Migräne ist der häufigste schwere Kopfschmerz, welcher Patienten zu einem Hausarztbesuch veranlasst. Der Leidensdruck von Betroffenen ist oft erheblich. Seit einigen Jahren steht eine neue Gruppe von Arzneimitteln zur vorbeugenden Behandlung zur Verfügung. Wie neuere Studien zeigen, kann durch den Einsatz von gegen CGRP gerichteten Antikörpern auch der Teufelskreis von Schmerzmittelübergebrauchskopfschmerz durchbrochen werden.

Die Migräne zählt zu den wichtigsten primären Kopfschmerzerkrankungen [1]. In der Schweiz sind über eine Million Einwohner davon betroffen.
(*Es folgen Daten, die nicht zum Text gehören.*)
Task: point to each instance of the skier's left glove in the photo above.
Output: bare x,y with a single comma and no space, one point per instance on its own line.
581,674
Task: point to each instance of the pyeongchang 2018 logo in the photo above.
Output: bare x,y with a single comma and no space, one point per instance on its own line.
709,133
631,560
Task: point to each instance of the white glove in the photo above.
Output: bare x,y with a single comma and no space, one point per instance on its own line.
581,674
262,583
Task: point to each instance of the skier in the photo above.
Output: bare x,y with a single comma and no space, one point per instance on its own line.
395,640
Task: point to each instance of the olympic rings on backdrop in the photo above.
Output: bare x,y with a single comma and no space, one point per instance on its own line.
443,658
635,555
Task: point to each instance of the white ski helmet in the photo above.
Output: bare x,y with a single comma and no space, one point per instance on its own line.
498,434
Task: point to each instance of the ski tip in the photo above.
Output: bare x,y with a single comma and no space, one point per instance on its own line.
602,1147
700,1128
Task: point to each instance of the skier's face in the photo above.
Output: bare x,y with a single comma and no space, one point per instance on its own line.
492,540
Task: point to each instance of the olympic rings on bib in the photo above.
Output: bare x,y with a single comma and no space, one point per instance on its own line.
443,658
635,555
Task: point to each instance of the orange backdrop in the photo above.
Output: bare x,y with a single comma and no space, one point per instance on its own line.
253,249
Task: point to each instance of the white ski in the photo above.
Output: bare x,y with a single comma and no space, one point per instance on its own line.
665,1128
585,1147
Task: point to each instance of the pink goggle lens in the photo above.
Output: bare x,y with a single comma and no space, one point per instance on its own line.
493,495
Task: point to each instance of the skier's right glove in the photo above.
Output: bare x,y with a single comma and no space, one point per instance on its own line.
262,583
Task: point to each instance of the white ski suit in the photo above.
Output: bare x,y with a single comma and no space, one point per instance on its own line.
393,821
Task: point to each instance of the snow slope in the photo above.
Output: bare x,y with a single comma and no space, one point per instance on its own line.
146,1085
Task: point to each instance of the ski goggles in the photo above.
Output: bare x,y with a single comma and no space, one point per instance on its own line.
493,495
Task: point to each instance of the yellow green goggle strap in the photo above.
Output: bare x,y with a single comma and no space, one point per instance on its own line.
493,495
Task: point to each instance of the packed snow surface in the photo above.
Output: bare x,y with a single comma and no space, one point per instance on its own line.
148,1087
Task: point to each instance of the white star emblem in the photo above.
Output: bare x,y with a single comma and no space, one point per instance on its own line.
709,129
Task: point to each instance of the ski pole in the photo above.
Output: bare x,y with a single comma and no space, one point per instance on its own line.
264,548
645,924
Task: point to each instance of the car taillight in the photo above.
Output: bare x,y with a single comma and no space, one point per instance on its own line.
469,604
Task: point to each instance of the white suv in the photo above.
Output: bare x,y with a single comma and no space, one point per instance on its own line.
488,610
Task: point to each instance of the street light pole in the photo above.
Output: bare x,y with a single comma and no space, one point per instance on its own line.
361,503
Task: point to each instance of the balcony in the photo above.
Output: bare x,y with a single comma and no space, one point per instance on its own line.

Die pulsierenden meist einseitig auftretenden Kopfschmerzattacken sind eine hohe Belastung. Die WHO stuft die Erkrankung als zweitwichtigste Ursache für Lebensjahre mit Behinderung ein [2,3]. Migräne führt einerseits häufig zu vorübergehenden Einschränkungen, ist aber andererseits auch mit anderen Erkrankungen wie beispielsweise Depression und vaskulären Erkrankungen assoziiert [4].

Migräneattacken erkennen und richtig zuordnen

Die internationale Klassifikation von Kopfschmerzerkrankungen (ICHD-3) unterscheidet 200 unterschiedliche Kopfschmerzarten [5]. Lassen sich sekundäre Ursachen für die Kopfschmerzen ausschliessen, ist die weitere Eingrenzung anhand von Dauer, Art und Intensität der Kopfschmerzen möglich. Ebenfalls den primären Kopfschmerzen zugeordnet werden Kopfschmerzen vom Spannungstyp und Trigemino-autonome Kopfschmerzerkrankungen [5]. Dabei ist insbesondere die Abgrenzung von Migräne und Spannungskopfschmerzen nicht immer einfach [6]. Um zu erfassen wann und wie oft der Schmerz auftritt und welche Begleitsymptome damit einhergehen, eignet sich ein Kopfschmerztagebuch. Ein einzelner Migräneanfall ist meist nach längstens 72 Stunden vorbei, Kopfschmerzen vom Spannungstyp können sich hingegen unbehandelt von 30 Minuten bis zu sieben Tagen hinziehen. Auch Schmerzcharakter und -intensität sind unterschiedlich: bei der Migräne tritt eher ein pochender, pulsierender oder hämmernder Schmerz auf, während bei Kopfschmerzen vom Spannungstyp der Schmerz eher dumpf, drückend oder ziehend ist. Ein Migräneanfall schränkt die normale Aktivität meist extrem ein, was bei Kopfschmerzen vom Spannungstyp nicht unbedingt der Fall ist. Ein ganz wichtiges Kriterium ist das bei Migräneattacken typische Auftreten von Übelkeit und Erbrechen, sowie Licht- und Lärmempfindlichkeit. Übelkeit und Erbrechen treten bei Kopfschmerzen vom Spannungstyp nicht auf, während Licht- oder Lärmempfindlichkeit möglich, aber nicht typisch sind.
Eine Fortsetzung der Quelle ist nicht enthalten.